A year ago I voiced an interest in reviving an old games-criticism series of mine which went by the title “Premortem.” These posts, each one isolating a singular game in development, were written to soothsay outcomes which I emphatically hoped against but nonetheless believed would manifest. I hoped to be wrong in each case, I should say, because the subject of each case was a project whose success I was invested in—either for its outward promise or novelty, or (if belonging to an already existing series of games) its pedigree.

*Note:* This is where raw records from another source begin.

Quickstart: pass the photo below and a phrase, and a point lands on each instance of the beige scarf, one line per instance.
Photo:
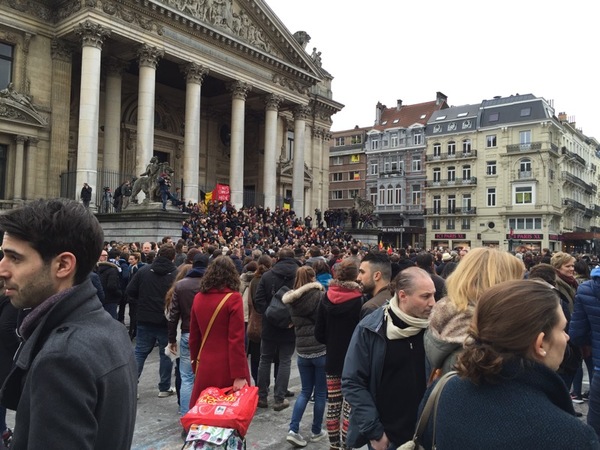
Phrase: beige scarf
(415, 325)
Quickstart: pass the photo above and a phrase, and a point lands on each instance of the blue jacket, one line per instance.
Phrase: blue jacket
(528, 408)
(584, 328)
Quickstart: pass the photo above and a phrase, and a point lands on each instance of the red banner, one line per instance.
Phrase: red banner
(221, 193)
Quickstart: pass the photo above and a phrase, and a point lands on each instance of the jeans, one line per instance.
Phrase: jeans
(147, 336)
(593, 418)
(268, 351)
(312, 376)
(187, 374)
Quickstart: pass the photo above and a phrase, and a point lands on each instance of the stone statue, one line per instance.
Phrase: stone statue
(11, 93)
(147, 182)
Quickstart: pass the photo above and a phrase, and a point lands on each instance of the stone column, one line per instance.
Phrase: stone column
(32, 165)
(148, 61)
(112, 115)
(59, 127)
(272, 103)
(92, 36)
(19, 175)
(195, 74)
(239, 94)
(301, 113)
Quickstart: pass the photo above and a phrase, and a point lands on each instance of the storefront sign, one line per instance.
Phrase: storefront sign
(537, 237)
(450, 236)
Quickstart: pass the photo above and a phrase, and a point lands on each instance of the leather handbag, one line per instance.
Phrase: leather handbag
(431, 405)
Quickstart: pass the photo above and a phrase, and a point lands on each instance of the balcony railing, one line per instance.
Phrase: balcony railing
(451, 211)
(456, 182)
(570, 203)
(589, 188)
(530, 147)
(452, 156)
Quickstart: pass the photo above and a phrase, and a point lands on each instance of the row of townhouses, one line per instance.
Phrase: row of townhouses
(507, 172)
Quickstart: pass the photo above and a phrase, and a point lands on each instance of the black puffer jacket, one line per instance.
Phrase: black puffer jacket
(282, 273)
(148, 288)
(303, 303)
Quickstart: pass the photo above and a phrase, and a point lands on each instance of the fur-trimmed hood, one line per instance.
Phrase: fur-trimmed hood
(291, 296)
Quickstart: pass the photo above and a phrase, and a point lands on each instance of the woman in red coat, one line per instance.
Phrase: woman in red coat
(222, 361)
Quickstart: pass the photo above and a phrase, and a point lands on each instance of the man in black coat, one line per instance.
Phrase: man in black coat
(275, 341)
(147, 289)
(74, 381)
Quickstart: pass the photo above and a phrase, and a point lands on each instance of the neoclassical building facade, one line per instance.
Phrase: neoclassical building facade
(219, 89)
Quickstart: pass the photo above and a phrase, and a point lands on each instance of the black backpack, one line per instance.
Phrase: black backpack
(277, 312)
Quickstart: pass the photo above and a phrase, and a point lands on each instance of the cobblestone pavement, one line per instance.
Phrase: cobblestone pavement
(158, 427)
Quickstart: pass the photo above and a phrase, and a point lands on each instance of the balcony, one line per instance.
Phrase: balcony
(452, 211)
(588, 188)
(457, 182)
(522, 148)
(452, 156)
(570, 203)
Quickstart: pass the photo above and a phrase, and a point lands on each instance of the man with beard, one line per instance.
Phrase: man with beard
(374, 276)
(384, 371)
(74, 381)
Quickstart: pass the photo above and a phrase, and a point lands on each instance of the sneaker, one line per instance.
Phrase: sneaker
(163, 394)
(281, 406)
(295, 439)
(318, 437)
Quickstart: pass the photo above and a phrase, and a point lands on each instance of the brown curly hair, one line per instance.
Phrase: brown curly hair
(221, 273)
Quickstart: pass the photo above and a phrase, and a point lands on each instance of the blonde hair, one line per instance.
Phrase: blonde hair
(559, 259)
(479, 270)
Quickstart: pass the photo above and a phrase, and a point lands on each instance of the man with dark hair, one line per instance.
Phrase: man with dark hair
(73, 383)
(425, 261)
(275, 341)
(374, 276)
(148, 289)
(384, 371)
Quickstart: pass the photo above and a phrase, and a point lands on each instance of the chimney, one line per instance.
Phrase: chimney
(440, 98)
(378, 110)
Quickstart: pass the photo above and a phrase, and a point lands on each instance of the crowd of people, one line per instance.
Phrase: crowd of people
(372, 331)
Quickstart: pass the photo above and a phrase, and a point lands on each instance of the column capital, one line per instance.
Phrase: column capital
(302, 112)
(115, 66)
(92, 34)
(149, 56)
(239, 89)
(61, 50)
(194, 73)
(272, 102)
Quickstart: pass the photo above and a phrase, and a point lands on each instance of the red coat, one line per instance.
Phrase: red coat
(223, 357)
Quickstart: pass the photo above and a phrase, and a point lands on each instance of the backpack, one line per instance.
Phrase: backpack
(277, 312)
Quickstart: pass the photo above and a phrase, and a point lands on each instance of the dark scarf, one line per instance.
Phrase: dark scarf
(571, 281)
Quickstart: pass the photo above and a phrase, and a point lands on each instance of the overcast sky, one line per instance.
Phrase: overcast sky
(385, 50)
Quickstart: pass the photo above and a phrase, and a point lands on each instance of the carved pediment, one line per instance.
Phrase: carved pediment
(286, 168)
(16, 112)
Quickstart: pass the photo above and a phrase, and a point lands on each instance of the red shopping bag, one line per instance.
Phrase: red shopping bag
(224, 408)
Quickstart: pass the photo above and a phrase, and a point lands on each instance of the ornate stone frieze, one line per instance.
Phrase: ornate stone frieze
(239, 89)
(130, 16)
(194, 73)
(149, 56)
(290, 84)
(226, 15)
(92, 34)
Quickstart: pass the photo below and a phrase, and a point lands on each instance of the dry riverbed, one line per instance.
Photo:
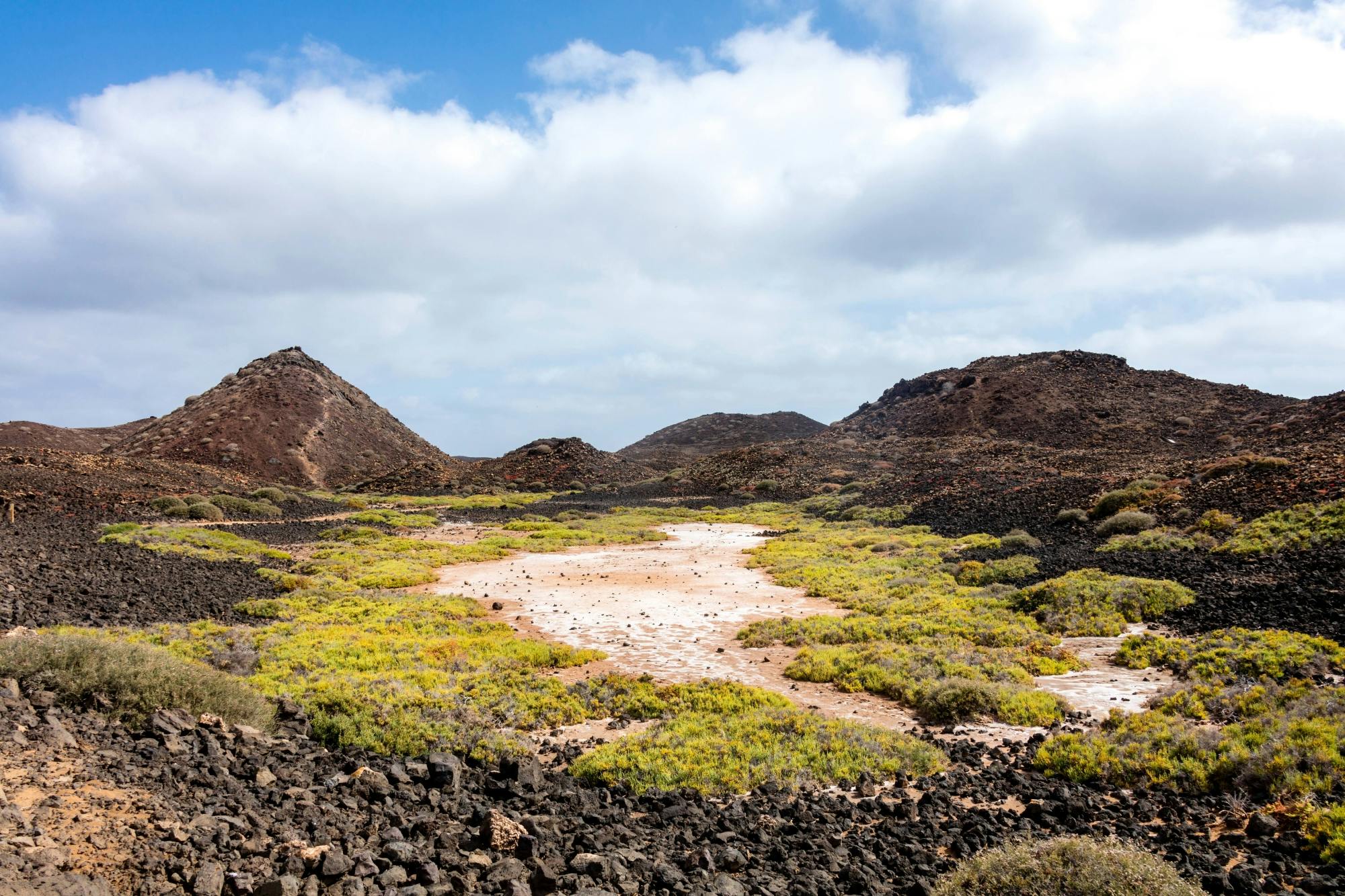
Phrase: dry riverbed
(673, 608)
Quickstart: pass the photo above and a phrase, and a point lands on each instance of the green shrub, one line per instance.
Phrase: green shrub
(1324, 829)
(131, 681)
(1125, 522)
(395, 518)
(1214, 521)
(236, 506)
(205, 510)
(1296, 529)
(974, 572)
(1159, 540)
(1019, 540)
(1065, 866)
(727, 755)
(1090, 602)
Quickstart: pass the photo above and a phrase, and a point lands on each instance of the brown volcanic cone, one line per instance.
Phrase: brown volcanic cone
(559, 462)
(284, 417)
(712, 434)
(25, 434)
(1065, 400)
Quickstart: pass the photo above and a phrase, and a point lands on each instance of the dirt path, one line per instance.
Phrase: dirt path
(673, 610)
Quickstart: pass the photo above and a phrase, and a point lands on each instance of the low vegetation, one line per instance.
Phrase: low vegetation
(1067, 865)
(1300, 528)
(734, 754)
(1094, 603)
(127, 680)
(1252, 716)
(194, 541)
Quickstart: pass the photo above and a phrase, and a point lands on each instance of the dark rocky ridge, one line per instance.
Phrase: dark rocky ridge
(1065, 400)
(711, 434)
(286, 417)
(212, 809)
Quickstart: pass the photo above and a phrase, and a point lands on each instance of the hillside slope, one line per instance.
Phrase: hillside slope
(1065, 400)
(284, 417)
(26, 434)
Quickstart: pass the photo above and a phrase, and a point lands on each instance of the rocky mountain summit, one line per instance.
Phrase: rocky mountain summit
(284, 417)
(1065, 400)
(26, 434)
(712, 434)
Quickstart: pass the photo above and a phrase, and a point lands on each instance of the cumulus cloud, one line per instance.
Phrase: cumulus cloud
(769, 225)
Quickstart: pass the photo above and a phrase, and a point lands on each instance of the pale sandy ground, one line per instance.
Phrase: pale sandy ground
(672, 610)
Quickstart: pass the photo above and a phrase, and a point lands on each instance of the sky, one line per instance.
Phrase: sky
(520, 220)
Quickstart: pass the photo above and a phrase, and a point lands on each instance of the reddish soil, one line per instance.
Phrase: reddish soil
(290, 419)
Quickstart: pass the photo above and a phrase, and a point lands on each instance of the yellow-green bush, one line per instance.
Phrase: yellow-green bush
(130, 681)
(1296, 529)
(208, 544)
(734, 754)
(1065, 865)
(1090, 602)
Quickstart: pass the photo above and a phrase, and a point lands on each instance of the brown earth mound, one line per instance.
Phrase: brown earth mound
(1066, 400)
(26, 434)
(711, 434)
(558, 463)
(284, 417)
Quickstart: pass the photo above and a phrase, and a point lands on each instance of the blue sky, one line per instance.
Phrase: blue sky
(509, 221)
(473, 53)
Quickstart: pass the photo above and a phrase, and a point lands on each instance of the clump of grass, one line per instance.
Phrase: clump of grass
(395, 518)
(1217, 521)
(1073, 516)
(208, 544)
(1090, 602)
(130, 680)
(1019, 540)
(974, 572)
(1128, 522)
(726, 755)
(1140, 494)
(236, 506)
(1300, 528)
(1067, 865)
(1159, 540)
(204, 510)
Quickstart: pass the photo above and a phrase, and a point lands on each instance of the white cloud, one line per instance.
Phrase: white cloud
(770, 227)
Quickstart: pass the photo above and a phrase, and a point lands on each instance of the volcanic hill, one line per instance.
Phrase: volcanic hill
(1063, 400)
(712, 434)
(286, 417)
(26, 434)
(556, 463)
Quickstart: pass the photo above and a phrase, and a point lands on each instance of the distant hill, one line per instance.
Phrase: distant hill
(26, 434)
(712, 434)
(556, 463)
(1065, 400)
(284, 417)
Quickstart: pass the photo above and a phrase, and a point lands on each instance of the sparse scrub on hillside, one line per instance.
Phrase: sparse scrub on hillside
(208, 544)
(1065, 865)
(1128, 522)
(1160, 540)
(1300, 528)
(128, 681)
(395, 518)
(727, 755)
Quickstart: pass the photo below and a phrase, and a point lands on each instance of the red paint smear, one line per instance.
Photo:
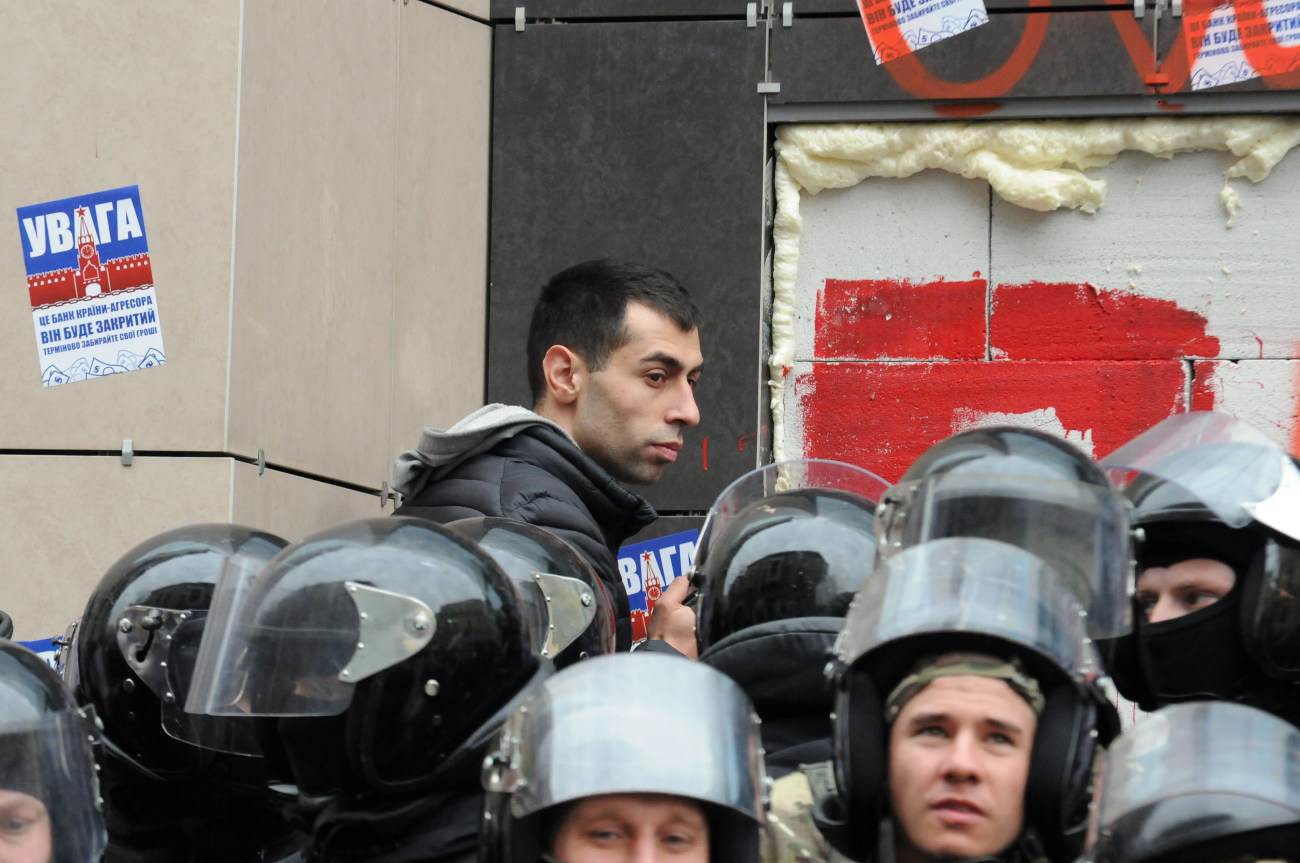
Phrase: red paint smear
(900, 319)
(883, 416)
(966, 108)
(1060, 321)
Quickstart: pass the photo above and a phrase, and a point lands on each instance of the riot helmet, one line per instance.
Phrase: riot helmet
(1200, 783)
(597, 729)
(1207, 486)
(131, 655)
(793, 540)
(967, 595)
(1028, 489)
(48, 790)
(373, 654)
(568, 610)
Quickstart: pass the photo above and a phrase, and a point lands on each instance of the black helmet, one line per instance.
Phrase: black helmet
(568, 608)
(134, 649)
(1032, 490)
(47, 768)
(1200, 783)
(793, 540)
(1199, 484)
(982, 595)
(596, 729)
(376, 651)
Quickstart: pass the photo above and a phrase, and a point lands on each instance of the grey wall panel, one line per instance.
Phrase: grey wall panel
(645, 142)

I won’t dance around it, though: these were not the only qualifiers; what always finally led me to worry aloud was the more-or-less leaden certainty that the title would fall short for explicitly the reasons I expected. As mentioned last year, my “Premortem” poster children were, if I was made to cite two, Ninja Gaiden 3 and Dead Space 3These were as counterproductively disastrous pre as they were post: the pure actioner which deliberately slowed itself, sometimes literally to a crawl, for drawn out quick time event executions; the “survival horror” which allowed you a live co-op partner and as much firepower as you had cash.

In any case, I have chosen to revive this series, but not because I think my eleventh-hour distress calls are going to slow these future games in question from their (to my eye) prospective precipices. That hope is certainly there, of course, but moreover it is simply a productive alternative to idleness in light of unwelcome possible eventualities. I originally chose the title “Premortem” for its medical implication (and in some cases this label was meant to bite a bit), but in effect these write-ups are premortems in the project strategy sense as well: they take failure essentially as a given and work to confirm, as if with prematurely gifted retrospect, why the game is expertly positioned to fuck up.

“Revive” doesn’t technically describe what I’m doing by bringing this series back, because it was not so much dead as cryogenically frozen from prolonged inactivity, but unlike the games which this series will cover, it was on neither a schedule nor a budget, and probably no one was waiting for it.